Some gig economy companies require training as remediation. For example, if an Uber driver’s rating drops below 4.6 stars they can be suspended until they take a four-hour basic driver training course. (That course is provided by an outside company and drivers are required to pay out of pocket for it.)
Training can help you get out in front of some of those issues. For example, a new shopper without training might get a low rating because she didn’t understand how much she needs to communicate with the customer when she’s at the store for them. But if she’d chosen to take training, she’d have a better understanding of how long it should take to shop her order, and how much communication is the right amount. By the same token, a driver for a ridesharing company might cancel a ride because it’s too short, but training can help that driver understand that accepting and canceling a ride makes the company look bad. (No matter how much training you offer, probably not much hope for a parcel-flinging delivery driver, however.)
2. Learning helps provide a consistent experience across your brand.
When it comes to your contractors, there’s more to brand consistency than making sure they’re all wearing a yellow safety vest or carrying a branded shopping tote. You want them to have the same approach to customer service as well. They are, after all, the face of your brand.
While independent contractors are legally free from what the Internal Revenue Service calls “behavioral control,” (that means that employers can’t tell them how to do their jobs), you still need to provide your customers with a consistent brand experience. After all, the customer chose to do business with you and they expect you to follow through with your brand promise.
A good way to do this is offer voluntary training offering guidance on customer experience and professionalism. That way, no matter which of your workers assembles their furniture or gives them a ride, your customers will have a consistent brand experience.
3. Gig workers often seek training.
Think workers won’t take the training you provide for them? That’s not the case. Take Uber and Lyft, for example. Several third-party companies have moved into the void where driver training could be, offering both paid and free training materials.
Uber does offer some resources for drivers — there are onboarding tutorials that walk them through the driver app and remedial training, as I mentioned earlier. Those training materials don’t always meet the needs of drivers, who want information about more complex problems — like how to deal with drunk passengers, for example.
A number of third parties have stepped into this training vacuum: ride-sharing blogs offer information for free, drivers have posted “training modules” on YouTube, and some entrepreneurs offer paid courses for drivers. It’s the same across the board. Google any sharing economy company and the word “training” and you’ll find a variety of training materials, free and paid, from various third parties.
There’s nothing wrong with the abundance of training available online for workers who want to learn. A lot of it is created by people who have worked as gig workers themselves. But there is some risk involved in not offering your own training materials — as the company, you have access to the most up-to-date and accurate information. And while some of the online training is created by responsible people who just want to help out their fellow gig workers, anyone can post a video to YouTube.
It comes down to this: do you want your workers getting information from you or from someone they found online because you don’t offer the training they need?
There are a number of independent and third-party training programs and guides available for gig economy companies online. Do you want your workers getting their information from those sources, or from you?
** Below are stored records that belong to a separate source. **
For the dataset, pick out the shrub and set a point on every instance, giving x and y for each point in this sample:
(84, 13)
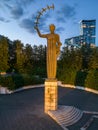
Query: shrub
(80, 78)
(92, 79)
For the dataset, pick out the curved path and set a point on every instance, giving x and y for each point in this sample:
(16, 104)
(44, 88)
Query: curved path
(24, 110)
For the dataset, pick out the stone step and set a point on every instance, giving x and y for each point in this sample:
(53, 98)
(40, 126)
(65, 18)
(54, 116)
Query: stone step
(66, 115)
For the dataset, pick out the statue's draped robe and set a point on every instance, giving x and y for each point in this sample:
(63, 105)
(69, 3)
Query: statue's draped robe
(51, 55)
(53, 49)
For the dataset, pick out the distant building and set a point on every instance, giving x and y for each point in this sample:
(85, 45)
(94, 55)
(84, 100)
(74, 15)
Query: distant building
(76, 41)
(88, 30)
(87, 35)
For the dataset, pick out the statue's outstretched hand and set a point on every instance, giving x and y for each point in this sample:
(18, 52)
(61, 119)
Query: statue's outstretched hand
(35, 27)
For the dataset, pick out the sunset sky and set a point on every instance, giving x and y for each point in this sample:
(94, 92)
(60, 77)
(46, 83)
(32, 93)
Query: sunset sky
(17, 18)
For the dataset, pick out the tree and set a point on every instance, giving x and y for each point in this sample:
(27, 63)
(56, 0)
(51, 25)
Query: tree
(4, 56)
(19, 56)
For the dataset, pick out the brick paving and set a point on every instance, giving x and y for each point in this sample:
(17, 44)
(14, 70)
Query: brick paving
(25, 110)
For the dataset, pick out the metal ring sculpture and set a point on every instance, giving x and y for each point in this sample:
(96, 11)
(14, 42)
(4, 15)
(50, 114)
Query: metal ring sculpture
(41, 13)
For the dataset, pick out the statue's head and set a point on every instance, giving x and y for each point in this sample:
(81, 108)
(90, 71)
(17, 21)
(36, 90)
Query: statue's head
(52, 27)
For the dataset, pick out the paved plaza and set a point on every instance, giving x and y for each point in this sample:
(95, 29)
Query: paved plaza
(24, 110)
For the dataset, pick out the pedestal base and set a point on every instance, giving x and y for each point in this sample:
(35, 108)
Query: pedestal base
(51, 95)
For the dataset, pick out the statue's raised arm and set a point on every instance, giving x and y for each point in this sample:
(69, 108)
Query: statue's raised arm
(39, 33)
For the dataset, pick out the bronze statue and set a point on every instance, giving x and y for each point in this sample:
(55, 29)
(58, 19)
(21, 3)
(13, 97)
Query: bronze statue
(53, 50)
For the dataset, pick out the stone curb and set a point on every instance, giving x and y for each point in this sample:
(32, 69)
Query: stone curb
(6, 91)
(78, 87)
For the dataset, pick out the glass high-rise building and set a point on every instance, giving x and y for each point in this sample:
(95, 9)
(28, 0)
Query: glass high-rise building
(88, 30)
(87, 35)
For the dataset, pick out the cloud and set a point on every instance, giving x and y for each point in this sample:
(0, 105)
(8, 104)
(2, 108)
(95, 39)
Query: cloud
(66, 12)
(60, 29)
(2, 19)
(15, 10)
(28, 24)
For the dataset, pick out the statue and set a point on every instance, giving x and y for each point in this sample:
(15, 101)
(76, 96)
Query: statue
(53, 50)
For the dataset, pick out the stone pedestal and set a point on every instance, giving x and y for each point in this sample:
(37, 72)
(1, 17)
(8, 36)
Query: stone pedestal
(51, 95)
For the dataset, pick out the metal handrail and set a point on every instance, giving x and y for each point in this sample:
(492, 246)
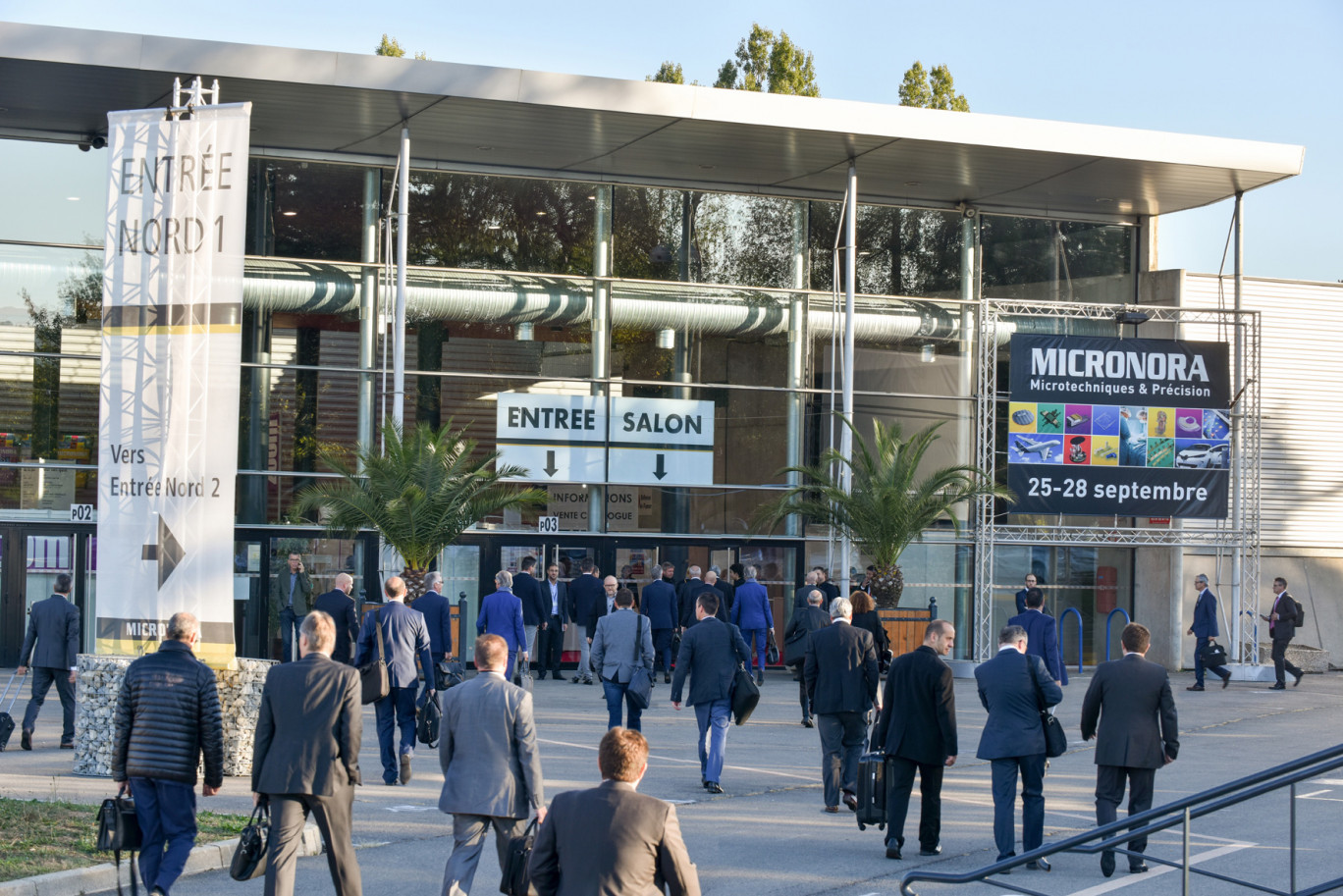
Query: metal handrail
(1182, 812)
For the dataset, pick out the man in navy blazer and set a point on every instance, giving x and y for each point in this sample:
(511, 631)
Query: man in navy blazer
(1204, 630)
(1041, 636)
(660, 606)
(1014, 687)
(501, 614)
(51, 645)
(404, 638)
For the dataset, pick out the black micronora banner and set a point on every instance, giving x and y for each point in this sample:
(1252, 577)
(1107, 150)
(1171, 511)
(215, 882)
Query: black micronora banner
(1119, 427)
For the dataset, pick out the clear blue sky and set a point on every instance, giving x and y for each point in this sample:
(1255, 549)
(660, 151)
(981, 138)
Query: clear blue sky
(1259, 70)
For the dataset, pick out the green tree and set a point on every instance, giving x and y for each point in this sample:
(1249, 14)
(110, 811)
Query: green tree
(420, 492)
(935, 90)
(887, 503)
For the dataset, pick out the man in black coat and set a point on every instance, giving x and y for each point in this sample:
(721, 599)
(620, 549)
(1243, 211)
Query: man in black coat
(167, 720)
(1138, 734)
(51, 647)
(918, 732)
(1014, 687)
(841, 676)
(340, 607)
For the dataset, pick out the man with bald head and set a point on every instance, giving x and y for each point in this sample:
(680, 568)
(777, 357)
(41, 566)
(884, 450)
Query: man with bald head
(340, 607)
(404, 637)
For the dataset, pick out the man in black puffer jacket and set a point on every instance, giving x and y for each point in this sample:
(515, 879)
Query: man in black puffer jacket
(167, 716)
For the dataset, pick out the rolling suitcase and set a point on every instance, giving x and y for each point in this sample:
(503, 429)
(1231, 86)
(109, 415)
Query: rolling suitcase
(6, 719)
(872, 790)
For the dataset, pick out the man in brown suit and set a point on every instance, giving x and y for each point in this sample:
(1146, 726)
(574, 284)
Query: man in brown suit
(305, 758)
(612, 838)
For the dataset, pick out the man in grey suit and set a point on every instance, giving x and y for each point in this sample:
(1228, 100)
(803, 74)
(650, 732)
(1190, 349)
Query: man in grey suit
(1014, 687)
(612, 838)
(51, 645)
(492, 770)
(305, 758)
(623, 642)
(711, 652)
(1138, 734)
(841, 676)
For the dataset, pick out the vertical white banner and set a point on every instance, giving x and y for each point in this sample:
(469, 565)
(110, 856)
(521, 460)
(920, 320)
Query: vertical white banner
(171, 359)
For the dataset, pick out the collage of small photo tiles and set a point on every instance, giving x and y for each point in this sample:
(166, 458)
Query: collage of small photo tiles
(1119, 436)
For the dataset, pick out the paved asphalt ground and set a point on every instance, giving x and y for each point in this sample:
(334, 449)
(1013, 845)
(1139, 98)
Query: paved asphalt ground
(767, 834)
4. You’ll find out who your most engaged workers are.
While not every gig worker is going to take the training you have on offer, the ones that do are highly motivated. They’re trying to make a steady income out of gig work, so it’s in their interest to put in a lot of unpaid time taking courses and devouring every piece of information they can find that will make them better at their jobs.
For example, one Uber driver was quoted as saying he spends between two and four hours a week reading blogs and forums about ridesharing. The same article states that hundreds of drivers signed up for a paid course run by a ridesharing blog.
The workers who are doing this research are invested in your company. They’re likely the ones who are providing good customer service and working for you frequently. If you don’t currently offer training on your own learning platform, there’s no way for you to know who is spending the time on training and trying to improve as a worker.